Aux termes de l’article L.435-1 du code de l’entrée et du séjour des étrangers et du droit d’asile : « L'étranger dont l'admission au séjour répond à des considérations humanitaires ou se justifie au regard des motifs exceptionnels qu'il fait valoir peut se voir délivrer une carte de séjour temporaire portant la mention " salarié ", " travailleur temporaire " ou " vie privée et familiale ", sans que soit opposable la condition prévue à l'article L. 412-1. (…) ».

Pour rejeter la demande de rendez-vous présentée par M. B..., le préfet de police s’est fondé sur la circonstance que son dossier est en cours d’instruction à la suite de l’exécution d’une décision du tribunal et qu’il a déposé une demande d’asile. Toutefois, d’une part, le préfet de police ne donne aucune précision quant à la décision du tribunal dont il est question ni sur les raisons pour lesquelles cette décision ferait obstacle à la possibilité, pour M. B..., d’obtenir un rendez-vous pour déposer sa demande de titre de séjour. A cet égard, s’il s’agit du jugement n° 2406892 rendu le 14 mai 2024 par le tribunal administratif de Paris, qui annule l’arrêté du 12 mars 2024 par lequel le préfet de police a prononcé à l’encontre de M. B... une interdiction de retour sur le territoire pour une durée d’un an, ce seul jugement n’est pas de nature à justifier le refus de rendez-vous sollicité. D’autre part, la seule circonstance que M. B... a fait une demande d’asile, dont l’intéressé soutient sans être contredit qu’elle date de 2021 et dont il n’est pas établi qu’elle serait encore en cours, n’est pas non plus de nature à faire obstacle à la demande de rendez-vous sollicitée. Enfin, il n’est pas établi ni même allégué que la demande de titre serait abusive ou dilatoire.

Il résulte de ce qui précède que M. B... est fondé à demander l’annulation de la décision attaquée, sans qu’il soit besoin de se prononcer sur les autres moyens de la requête.

Sur les conclusions aux fins d’injonction :

L’annulation de la décision attaquée implique seulement qu’il soit enjoint au préfet de police, ou à tout préfet territorialement compétent, de convoquer M. B... à un rendez-vous en vue de lui permettre de déposer sa demande d’admission exceptionnelle au séjour dans un délai de trois mois à compter du jugement à intervenir.

Sur les frais liés au litige :
Il y a lieu de mettre à la charge de l’État, partie perdante, le versement d’une somme de 1 000 euros à M. B..., en application de l’article L. 761-1 du code de justice administrative.


D E C I D E :

Article 1er : La décision du préfet de police du 11 décembre 2024 est annulée.

Article 2 : Il est enjoint au préfet de police, ou au préfet territorialement compétent, de convoquer M. B... à un rendez-vous en vue de lui permettre de déposer sa demande d’admission exceptionnelle au séjour dans un délai de trois mois à compter du jugement à intervenir.

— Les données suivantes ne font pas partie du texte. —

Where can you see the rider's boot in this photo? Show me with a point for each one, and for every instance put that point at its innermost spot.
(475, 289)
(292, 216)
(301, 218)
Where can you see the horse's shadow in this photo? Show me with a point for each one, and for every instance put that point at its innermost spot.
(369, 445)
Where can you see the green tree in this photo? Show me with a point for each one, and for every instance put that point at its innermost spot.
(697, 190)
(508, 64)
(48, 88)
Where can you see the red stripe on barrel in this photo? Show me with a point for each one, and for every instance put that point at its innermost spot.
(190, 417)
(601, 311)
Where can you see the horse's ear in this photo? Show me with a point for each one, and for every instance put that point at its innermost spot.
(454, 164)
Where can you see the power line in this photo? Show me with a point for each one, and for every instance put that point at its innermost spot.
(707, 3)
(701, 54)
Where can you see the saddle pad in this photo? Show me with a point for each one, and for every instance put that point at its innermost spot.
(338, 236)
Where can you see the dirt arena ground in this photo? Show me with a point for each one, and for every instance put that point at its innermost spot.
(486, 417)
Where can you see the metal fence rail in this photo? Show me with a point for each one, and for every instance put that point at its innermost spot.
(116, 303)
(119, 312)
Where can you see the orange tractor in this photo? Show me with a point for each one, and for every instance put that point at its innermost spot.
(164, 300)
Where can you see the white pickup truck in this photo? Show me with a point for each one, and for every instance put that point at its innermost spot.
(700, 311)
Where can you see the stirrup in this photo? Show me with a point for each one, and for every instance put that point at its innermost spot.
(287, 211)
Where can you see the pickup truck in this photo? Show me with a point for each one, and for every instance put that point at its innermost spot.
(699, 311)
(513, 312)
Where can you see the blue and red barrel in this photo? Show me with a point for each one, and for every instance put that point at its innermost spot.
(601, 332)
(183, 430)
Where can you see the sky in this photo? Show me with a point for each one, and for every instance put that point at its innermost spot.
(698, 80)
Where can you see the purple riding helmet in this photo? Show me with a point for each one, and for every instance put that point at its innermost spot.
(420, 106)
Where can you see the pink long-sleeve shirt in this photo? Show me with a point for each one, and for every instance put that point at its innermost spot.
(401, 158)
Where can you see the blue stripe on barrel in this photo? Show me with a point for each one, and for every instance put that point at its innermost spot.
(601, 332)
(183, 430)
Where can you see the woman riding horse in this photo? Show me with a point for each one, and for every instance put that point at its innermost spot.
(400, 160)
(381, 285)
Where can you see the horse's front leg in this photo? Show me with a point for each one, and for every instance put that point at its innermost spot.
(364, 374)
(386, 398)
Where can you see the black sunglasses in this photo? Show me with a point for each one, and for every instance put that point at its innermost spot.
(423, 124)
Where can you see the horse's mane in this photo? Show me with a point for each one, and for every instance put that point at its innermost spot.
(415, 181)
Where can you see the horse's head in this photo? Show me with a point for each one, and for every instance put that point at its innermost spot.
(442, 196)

Article 3 : L’État (préfet de police) versera à M. B... une somme de 1 000 (mille) euros en application de l’article L. 761-1 du code de justice administrative.

Article 4 : Le surplus des conclusions de la requête est rejeté.

Article 5 : Le présent jugement sera notifié à M. A... B... et au préfet de police.

Délibéré après l'audience du 10 mars 2026, à laquelle siégeaient :

- M. Gracia, président ;
- Mme Beugelmans-Lagane, première conseillère ;
- M. Rannou, conseiller.

Rendu public par mise à disposition au greffe le 26 mars 2026.


La rapporteure,




N. BEUGELMANS-LAGANE


Le président,





J-Ch. GRACIA





La greffière,





K. DESSAINT

La République mande et ordonne au préfet de police en ce qui le concerne ou à tous commissaires de justice à ce requis en ce qui concerne les voies de droit commun, contre les parties privées, de pourvoir à l’exécution de la présente décision.